Es wurde beschlossen, dass die Leute, die gegen den Kaiser rebellierten, bis in die neunte Generation der nächsten Verwandten hingerichtet werden. Gemahlin Bu hat sich dieses Vergehens schuldig gemacht. Natürlich wird sie die angemessene Strafe erhalten.“

Sekka fehlten die Worte angesichts von Kishohs kaltherziger Erklärung.

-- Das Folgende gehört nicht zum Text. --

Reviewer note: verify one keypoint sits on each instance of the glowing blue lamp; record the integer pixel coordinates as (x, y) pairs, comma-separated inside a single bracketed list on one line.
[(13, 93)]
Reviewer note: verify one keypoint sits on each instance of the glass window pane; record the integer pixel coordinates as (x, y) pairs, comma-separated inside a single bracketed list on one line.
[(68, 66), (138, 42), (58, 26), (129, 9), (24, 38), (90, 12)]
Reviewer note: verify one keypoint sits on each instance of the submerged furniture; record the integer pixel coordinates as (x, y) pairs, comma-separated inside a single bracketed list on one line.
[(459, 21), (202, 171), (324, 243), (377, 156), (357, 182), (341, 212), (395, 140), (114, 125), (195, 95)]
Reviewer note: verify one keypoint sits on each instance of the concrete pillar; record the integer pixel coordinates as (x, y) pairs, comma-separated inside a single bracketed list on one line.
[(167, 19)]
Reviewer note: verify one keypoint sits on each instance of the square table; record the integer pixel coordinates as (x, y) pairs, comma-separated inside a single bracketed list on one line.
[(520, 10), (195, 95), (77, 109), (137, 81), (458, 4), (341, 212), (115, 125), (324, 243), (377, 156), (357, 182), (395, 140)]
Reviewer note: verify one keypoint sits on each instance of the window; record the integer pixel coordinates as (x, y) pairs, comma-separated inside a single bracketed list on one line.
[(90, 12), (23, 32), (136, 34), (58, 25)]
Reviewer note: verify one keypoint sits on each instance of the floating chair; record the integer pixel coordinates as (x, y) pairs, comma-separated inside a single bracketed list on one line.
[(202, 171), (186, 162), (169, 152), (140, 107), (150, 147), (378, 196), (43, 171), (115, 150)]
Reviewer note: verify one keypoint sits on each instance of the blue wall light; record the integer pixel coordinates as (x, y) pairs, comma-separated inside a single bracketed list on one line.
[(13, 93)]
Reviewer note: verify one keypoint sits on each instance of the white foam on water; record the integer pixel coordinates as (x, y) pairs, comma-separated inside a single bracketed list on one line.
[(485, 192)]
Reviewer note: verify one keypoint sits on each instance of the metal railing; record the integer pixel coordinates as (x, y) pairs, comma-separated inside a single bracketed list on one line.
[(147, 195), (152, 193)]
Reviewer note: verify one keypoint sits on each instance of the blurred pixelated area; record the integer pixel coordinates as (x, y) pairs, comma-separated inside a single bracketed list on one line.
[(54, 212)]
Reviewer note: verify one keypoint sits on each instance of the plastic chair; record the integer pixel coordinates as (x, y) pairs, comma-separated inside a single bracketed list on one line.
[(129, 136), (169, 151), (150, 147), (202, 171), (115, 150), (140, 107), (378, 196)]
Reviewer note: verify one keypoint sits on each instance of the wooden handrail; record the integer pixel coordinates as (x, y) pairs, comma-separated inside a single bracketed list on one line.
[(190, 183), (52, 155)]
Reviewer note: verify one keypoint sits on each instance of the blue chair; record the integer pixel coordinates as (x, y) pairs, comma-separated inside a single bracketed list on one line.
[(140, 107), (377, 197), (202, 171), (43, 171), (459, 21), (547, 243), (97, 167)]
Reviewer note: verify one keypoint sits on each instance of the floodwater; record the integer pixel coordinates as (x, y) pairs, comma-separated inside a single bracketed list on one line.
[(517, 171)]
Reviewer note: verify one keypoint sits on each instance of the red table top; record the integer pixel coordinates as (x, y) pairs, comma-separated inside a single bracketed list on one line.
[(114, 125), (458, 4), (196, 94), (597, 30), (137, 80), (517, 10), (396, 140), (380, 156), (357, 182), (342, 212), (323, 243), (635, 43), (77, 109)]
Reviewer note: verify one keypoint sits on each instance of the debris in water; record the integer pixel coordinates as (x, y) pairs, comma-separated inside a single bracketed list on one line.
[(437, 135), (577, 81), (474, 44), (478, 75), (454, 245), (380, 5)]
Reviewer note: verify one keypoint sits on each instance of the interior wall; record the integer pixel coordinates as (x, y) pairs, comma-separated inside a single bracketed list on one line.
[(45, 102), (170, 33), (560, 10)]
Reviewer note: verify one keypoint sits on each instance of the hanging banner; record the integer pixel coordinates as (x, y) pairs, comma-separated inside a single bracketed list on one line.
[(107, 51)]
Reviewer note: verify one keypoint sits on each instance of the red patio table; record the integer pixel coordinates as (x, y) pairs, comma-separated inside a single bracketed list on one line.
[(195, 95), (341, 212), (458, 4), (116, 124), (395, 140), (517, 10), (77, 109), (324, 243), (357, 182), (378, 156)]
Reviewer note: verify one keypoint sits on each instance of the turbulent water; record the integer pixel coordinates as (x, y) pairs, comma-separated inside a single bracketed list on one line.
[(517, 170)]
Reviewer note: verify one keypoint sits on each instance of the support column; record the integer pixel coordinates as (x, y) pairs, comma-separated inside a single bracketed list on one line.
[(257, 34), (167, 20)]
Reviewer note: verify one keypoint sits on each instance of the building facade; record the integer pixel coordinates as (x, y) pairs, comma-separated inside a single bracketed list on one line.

Auch wenn Sekka das eigentliche Ziel des Attentats gewesen war, so war am Ende der kostbare Körper des Kaisers selbst verwundet worden. Zudem hatte der Premierminister Bu noch eine Rebellion gestartet. Dass darauf eine strenge Strafe folgen musste, war zu erwarten gewesen – aber gleich jeden bis in die neunte Generation umzubringen…?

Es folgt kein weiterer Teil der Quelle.